Caroline Vanessa Grant ( Gray, born 17 August 1965) is an English television presenter, vocal coach, and singer.

==Career==
Grant is known for her work on the television talent contests Fame Academy, Comic Relief Does Fame Academy, and Pop Idol, and the children's television series Carrie and David's Popshop, together with her husband and colleague David Grant. She first came to fame as a singer in her own right with the pop group Sweet Dreams in 1983, when they represented the United Kingdom at the Eurovision Song Contest that year with the song "I'm Never Giving Up". They finished in the top six. In 2008, she was the spokesperson for the UK vote. In 2009, Grant was featured in the tenth episode of the second series of Total Wipeout.

Since 2010, Grant has been a regular reporter on BBC One's magazine programme The One Show. In 2012, she appeared on the ITV documentary, The Talent Show Story where she spoke about her time as a judge and coach. In May 2014, it was announced that Grant would be head of the United Kingdom national jury in the Eurovision Song Contest 2014. In January 2018, Grant participated in And They're Off! in aid of Sport Relief. In 2020, Carrie appeared in the Channel 4 soap opera Hollyoaks as Zoe, alongside husband David and Tylan, who regularly portrays Brooke Hathaway in the soap.

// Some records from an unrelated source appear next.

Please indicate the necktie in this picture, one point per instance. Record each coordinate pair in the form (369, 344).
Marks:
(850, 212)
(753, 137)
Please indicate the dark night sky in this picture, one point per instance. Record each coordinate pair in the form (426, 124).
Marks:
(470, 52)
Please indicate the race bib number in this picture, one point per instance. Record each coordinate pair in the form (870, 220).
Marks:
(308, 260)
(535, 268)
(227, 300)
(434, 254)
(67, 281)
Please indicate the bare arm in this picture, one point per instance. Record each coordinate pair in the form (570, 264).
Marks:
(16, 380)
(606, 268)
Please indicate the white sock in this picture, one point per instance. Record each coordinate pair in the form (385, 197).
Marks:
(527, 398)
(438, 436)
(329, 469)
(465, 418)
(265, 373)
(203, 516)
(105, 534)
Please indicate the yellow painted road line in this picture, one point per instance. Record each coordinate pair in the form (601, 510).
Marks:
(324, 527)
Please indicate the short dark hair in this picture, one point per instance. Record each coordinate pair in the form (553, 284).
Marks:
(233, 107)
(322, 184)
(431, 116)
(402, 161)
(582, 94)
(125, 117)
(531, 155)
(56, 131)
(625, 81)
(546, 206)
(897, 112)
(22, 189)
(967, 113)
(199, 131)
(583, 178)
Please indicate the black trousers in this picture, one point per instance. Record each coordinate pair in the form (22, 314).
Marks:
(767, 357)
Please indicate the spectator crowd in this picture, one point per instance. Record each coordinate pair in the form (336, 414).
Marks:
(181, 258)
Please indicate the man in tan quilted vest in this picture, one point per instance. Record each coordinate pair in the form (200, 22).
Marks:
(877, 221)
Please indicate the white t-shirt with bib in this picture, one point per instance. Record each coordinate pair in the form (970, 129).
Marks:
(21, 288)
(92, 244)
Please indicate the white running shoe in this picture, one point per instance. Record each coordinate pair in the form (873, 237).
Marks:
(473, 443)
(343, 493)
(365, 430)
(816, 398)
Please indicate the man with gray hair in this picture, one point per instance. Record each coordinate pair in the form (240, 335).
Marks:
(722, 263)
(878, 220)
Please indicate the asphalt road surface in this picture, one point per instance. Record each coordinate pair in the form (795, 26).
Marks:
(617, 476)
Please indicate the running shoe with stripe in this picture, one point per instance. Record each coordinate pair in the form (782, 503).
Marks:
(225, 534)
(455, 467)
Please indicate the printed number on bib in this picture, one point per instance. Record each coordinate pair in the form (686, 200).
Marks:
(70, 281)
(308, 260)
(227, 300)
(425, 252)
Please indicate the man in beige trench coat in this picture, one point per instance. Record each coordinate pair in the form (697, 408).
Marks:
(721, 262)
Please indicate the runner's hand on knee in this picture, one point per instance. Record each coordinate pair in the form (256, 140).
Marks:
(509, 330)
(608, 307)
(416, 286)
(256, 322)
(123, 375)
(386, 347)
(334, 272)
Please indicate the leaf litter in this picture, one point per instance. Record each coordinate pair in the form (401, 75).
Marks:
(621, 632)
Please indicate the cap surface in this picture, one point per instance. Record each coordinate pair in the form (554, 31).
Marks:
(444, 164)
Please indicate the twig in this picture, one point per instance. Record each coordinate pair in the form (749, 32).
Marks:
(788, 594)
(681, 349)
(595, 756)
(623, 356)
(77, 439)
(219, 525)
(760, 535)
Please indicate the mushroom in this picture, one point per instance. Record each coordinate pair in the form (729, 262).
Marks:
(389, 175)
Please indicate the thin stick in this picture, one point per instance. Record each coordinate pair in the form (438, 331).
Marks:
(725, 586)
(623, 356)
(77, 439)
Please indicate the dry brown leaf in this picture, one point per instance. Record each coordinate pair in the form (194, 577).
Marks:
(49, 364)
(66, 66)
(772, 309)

In 2023 she was a guest on Channel 5's Eurovision: 30 Unforgettable Moments a chart countdown based on the song contest, with David, a regular music business talking head expert for Channel 5, joining her for the programme.

== Personal life ==
Carrie and her husband David have four children: Olive, Tylan, Arlo and an adopted son, Nathan. All of their children are neurodivergent, and Grant herself was diagnosed with autism in January 2023. Carrie and David are both Christian, and run a church plant in their home.

Grant has suffered from Crohn's disease since the age of 18 and has been praised by science education charity Sense about Science for her efforts in raising the profile of the disease without making any scientifically unsound claims about available therapies.
She is a supporter of the Labour Party and addressed its conference in 2012, about why she valued the National Health Service.

Grant is also Patient Lead at The College of Medicine and has spoken at their conferences on involving patients in treatment choices.

Grant was appointed Member of the Order of the British Empire (MBE) in the 2020 Birthday Honours for services to music, media and charity.